I need to make an @ using cons in OCAML

Question

My teacher says we cant use appends @ in our program so im going to write my own recursive function for it.

Here is what i have so far:

(my own appends function)

let rec appends a b = 
    match a with
    | [] -> b
    | hd::[]-> hd::b
    | hd::tl-> (what i need help on)
    ;;

im not sure how to add just the last element of a to b if a is a list with multiple elements and then call appends on the first part since you can only remove the first element of a list with the :: any advice would be appreciated

Answer 1

Late answer, but consider that [1; 2; 3] is a syntactic convenience for 1 :: 2 :: 3 :: []. If you wanted to append [4; 5; 6] to [1; 2; 3] you need to replace the [] with [4; 5; 6].

You need to turn append [1; 2; 3] [4; 5; 6] into 1 :: 2 :: 3 :: [4; 5; 6].

If I just wanted to write an identity function for a list, it'd look like:

let rec list_id lst =
  match lst with
  | [] -> []
  | x::xs -> x :: list_id xs

Now, you just need to pass in a second list, and have the base case return that instead. A locally scoped recursive function with access to b solves this nicely.

let append a b =
  let rec aux = function
    | [] -> b
    | x::xs -> x :: aux xs
  in
  aux a

Answer 2

Something that might help is to think more functionally, i.e., to think of the code as a definition of what it means in principle to append two lists. This is as opposed to thinking of the code as a set of actions to be performed. Sometimes this helps, especially when coding in a functional language.

So, your first case says: if a is empty, the result of appending a and b is just b itself.

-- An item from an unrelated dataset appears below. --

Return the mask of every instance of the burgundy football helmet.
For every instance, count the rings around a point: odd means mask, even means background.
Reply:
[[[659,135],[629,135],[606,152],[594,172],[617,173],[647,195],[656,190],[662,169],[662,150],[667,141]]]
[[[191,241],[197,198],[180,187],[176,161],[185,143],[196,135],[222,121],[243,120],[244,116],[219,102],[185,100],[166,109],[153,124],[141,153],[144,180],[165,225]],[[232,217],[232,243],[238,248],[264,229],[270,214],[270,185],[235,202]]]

Your second case says: if a is a list of one element hd, the result of appending a and b is a list that consists of hd added to the beginning of b.

You're looking for a general definition for appending that works for any non-empty list a. The key insight is that your definition can be recursive, i.e., it can use your appends function.

So here is a proposed definition: if a is a list whose head is hd and whose tail is tl, the result of appending a and b is a list whose head is hd and whose tail is tl appended to b.

(This in fact gives the whole thing away. I hope it doesn't spoil the exercise for you.)